Alltec Corporation - Giving Back
Alltec Corporation would like to recognize the work done by Jessica Hilltout, documenting, through her amazing photography, the joy, hardship and tremendous spirit of African youth through an absolute passion for football.

"I have always been interested in the poetic character of the small, seemingly unimportant things. To me, there is hidden beauty in the ordinary and great beauty in the overlooked." — Jessica Hilltout, Photographer
From the New York Times:
The most oddly soulful of Ms. Hilltout’s images are of objects: the homemade balls fashioned by children from plastic bags, old socks and rags, tied up with string or strips of tree bark. Some children inflated condoms — commonplace and free on a continent beset by AIDS — wrapped them in cloth to make them heavy, then in plastic bags to seal them and finally bound them in twine. These ingenious, improvised balls bounce like real ones for a few days before the air escapes.

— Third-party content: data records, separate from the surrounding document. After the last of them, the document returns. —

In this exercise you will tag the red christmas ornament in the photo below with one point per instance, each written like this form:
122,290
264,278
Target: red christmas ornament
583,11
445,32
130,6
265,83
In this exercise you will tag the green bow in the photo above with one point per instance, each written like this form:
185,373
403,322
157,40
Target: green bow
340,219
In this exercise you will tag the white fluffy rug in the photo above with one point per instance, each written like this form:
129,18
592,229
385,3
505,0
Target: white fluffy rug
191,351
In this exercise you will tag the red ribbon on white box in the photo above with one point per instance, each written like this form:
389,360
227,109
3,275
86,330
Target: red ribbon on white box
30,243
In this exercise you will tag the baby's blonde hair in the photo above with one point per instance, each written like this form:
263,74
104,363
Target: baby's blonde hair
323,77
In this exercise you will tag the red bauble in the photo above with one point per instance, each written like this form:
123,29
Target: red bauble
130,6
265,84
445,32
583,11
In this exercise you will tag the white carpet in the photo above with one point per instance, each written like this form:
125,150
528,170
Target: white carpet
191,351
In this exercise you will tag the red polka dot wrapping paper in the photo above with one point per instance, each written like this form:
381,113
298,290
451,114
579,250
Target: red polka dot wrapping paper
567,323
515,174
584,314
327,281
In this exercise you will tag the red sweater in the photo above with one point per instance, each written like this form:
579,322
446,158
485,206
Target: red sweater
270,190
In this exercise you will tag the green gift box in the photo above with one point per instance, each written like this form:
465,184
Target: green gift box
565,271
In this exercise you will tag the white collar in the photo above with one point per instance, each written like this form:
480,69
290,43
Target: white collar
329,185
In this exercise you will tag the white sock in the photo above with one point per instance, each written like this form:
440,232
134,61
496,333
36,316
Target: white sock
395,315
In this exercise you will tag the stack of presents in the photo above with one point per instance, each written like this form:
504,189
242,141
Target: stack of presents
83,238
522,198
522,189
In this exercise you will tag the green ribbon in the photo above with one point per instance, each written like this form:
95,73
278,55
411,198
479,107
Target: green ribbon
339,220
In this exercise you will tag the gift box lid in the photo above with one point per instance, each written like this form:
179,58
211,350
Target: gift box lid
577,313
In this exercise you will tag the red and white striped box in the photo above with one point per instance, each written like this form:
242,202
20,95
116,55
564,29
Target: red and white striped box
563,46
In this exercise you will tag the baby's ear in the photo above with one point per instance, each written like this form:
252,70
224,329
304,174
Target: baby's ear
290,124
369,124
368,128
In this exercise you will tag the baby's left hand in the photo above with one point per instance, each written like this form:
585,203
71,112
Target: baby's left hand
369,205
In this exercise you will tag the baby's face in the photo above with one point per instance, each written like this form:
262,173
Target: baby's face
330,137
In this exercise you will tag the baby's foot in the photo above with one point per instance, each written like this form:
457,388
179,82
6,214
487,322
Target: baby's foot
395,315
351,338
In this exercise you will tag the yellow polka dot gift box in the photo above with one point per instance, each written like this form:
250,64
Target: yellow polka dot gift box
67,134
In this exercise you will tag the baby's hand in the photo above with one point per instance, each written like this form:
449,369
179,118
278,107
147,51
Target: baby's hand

Ms. Hilltout, 33, accepted these balls, each like a small, hand-wrapped gift, from the children who made them when she gave them the factory-made kind they longed for. She photographed their balls resting on cracked earth or cupped in hands with nail-bitten fingers. The people she met in some 30 villages stretched across west and southern Africa had no organized support: no free uniforms, no corporate sponsors, no subsidies of any kind. The walls of the gallery exhibit their feet, often bare or in flip flops or mismatched slippers with a toe peeking through a hole.
“So many people have so much and do so little with it,” she said. “The people I met had so little yet managed to do so much with it.”